There is an old adage: “he who represents himself has a fool for a client.” Perhaps nowhere is this more true than in the bankruptcy court. Bankruptcy is much more than just filling out some forms. If things aren’t done correctly, there are numerous pitfalls along the road to debt relief.
Are you capable of responding to a motion objecting to your homestead exemption that could cost you your house? If not, read on…
Bankruptcy Laws Changed Dramatically in 2005
The effort and legal knowledge needed in properly preparing bankruptcy cases was substantially changed in October of 2005. The ‘new’ bankruptcy laws added extreme and unneeded complexity to the process of filing for bankruptcy, and added the requirement to produce many more documents. Lots and lots of documents. Unlike tax forms, bankruptcy forms don’t come with instructions for the non-professional.
Local Rules and Customs Further Complicate Matters
Additionally, two new ‘schooling’ requirements have been added. There are many new regional and local court requirements, as well. Chapter 13 bankruptcy brings with it many unwritten local rules and customs that the layperson simply wouldn’t know about.

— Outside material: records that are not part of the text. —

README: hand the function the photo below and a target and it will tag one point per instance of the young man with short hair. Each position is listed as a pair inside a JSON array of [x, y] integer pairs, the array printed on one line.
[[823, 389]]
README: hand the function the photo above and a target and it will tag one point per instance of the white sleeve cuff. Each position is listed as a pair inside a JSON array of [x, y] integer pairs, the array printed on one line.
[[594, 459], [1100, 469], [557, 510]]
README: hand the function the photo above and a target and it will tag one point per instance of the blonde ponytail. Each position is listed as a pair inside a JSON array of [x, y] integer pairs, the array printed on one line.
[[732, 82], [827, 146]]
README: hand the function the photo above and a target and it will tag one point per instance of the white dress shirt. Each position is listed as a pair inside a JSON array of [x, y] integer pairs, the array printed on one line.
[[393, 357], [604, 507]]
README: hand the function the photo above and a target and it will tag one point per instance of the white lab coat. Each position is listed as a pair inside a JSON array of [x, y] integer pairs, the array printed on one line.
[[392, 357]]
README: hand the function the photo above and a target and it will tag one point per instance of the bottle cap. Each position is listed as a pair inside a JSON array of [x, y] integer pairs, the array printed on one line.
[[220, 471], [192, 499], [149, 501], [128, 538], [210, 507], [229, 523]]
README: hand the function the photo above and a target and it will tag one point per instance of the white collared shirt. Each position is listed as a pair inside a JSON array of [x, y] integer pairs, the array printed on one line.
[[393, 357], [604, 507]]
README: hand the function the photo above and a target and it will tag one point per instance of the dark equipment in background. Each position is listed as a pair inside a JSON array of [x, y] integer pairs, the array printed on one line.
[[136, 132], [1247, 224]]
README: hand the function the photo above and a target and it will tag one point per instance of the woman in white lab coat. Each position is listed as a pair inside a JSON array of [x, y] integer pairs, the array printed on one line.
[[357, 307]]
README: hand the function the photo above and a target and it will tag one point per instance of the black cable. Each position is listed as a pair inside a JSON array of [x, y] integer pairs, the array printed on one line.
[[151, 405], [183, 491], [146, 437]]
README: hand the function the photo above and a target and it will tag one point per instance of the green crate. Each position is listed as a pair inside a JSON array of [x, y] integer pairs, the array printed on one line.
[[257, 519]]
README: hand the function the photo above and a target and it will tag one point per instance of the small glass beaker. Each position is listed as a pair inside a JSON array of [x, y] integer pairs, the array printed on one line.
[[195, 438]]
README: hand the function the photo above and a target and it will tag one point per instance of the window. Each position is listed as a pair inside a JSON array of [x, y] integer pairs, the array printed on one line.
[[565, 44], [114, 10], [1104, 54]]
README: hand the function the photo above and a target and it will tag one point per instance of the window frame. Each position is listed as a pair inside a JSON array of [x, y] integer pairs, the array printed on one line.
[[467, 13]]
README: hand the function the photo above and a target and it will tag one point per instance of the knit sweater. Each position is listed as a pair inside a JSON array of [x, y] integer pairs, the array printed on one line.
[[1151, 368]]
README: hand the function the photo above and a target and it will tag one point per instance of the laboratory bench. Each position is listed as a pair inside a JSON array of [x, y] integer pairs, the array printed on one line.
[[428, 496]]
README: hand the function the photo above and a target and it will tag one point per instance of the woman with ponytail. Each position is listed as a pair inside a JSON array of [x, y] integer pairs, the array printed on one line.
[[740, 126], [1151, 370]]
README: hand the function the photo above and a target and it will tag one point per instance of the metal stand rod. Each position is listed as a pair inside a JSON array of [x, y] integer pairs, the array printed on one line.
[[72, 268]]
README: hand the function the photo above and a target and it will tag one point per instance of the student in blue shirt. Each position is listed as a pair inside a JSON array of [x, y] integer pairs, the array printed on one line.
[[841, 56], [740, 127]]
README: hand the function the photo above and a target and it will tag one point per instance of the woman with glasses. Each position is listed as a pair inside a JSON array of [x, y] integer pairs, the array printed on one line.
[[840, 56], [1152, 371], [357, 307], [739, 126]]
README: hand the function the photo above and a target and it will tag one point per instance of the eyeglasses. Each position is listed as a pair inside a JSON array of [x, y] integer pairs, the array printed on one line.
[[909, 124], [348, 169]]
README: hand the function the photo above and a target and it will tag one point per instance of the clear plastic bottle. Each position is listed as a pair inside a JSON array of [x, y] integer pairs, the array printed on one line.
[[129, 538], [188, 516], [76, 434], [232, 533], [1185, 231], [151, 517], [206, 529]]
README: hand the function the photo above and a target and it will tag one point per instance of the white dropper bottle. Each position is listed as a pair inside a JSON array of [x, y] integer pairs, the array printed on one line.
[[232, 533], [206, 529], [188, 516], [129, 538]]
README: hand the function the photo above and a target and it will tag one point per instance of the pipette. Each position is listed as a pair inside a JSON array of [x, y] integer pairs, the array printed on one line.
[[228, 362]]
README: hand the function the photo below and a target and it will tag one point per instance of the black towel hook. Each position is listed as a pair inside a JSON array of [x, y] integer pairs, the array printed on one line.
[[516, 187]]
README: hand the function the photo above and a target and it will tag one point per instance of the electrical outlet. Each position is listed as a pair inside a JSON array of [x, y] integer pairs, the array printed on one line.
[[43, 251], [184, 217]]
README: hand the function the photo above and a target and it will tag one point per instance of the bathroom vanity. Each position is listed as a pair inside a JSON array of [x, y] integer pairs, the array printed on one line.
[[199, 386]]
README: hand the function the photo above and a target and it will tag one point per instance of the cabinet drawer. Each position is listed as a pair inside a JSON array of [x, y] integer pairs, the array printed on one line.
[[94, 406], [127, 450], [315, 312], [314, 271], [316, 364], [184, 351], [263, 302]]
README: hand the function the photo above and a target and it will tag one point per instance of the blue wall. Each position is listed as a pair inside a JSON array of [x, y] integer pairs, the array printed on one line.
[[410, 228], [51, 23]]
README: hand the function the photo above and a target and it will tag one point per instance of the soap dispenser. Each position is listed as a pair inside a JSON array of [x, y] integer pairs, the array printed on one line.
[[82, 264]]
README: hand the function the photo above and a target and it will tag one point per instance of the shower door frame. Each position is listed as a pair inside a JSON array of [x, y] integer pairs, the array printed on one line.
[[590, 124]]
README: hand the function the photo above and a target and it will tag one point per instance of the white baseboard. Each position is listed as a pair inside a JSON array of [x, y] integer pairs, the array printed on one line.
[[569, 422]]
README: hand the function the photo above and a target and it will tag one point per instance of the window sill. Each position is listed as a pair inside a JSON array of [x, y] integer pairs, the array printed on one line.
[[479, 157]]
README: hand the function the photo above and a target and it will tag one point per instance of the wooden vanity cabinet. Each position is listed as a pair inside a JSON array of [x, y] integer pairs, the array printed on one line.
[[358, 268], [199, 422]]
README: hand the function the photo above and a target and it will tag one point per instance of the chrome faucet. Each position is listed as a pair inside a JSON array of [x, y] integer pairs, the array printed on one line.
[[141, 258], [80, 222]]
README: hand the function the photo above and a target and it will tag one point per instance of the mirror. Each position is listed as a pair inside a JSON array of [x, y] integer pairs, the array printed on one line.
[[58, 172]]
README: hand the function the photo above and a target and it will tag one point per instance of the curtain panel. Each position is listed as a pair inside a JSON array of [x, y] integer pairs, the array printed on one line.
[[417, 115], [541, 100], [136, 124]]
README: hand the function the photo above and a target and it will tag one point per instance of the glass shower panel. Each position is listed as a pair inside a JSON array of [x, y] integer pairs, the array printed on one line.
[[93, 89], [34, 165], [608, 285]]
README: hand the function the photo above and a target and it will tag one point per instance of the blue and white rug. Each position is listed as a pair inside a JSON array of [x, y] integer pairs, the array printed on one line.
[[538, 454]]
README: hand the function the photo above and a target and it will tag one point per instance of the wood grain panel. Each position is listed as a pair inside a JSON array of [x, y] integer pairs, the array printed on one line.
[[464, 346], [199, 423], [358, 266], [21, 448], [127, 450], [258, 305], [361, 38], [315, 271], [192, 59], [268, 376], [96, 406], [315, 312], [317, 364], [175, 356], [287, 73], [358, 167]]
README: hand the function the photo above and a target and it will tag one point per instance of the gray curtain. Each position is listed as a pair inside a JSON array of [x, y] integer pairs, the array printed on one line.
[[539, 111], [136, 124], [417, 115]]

All in all, it is a difficult task for anyone, a qualified lawyer included, to properly guide even a ‘simple’ bankruptcy through the process to a successful discharge.
Potential Pitfalls for Pro Se Debtors
There are many many pitfalls, exceptions, interpretations and processes too numerous to mention, that can upset the completion of your case. To make matters worse, if your case is filed improperly, and then dismissed, it becomes even more difficult to file and successfully complete a re-filed case. All the more reason to insure that your first case is prepared, filed and completed properly, with the help of a qualified bankruptcy lawyer.
Most Firms Offer Payment Plans
Certainly you can expect to pay a reasonable fee for the service of a lawyer, but most debtors lawyers have payment plans, and their fees are reasonable and subject to review and approval by the Bankruptcy Court. Check your attorneys qualifications, check the State Bar, the BBB, and inquire of your attorney’s membership in related organizations such as NACBA at www.nacba.org.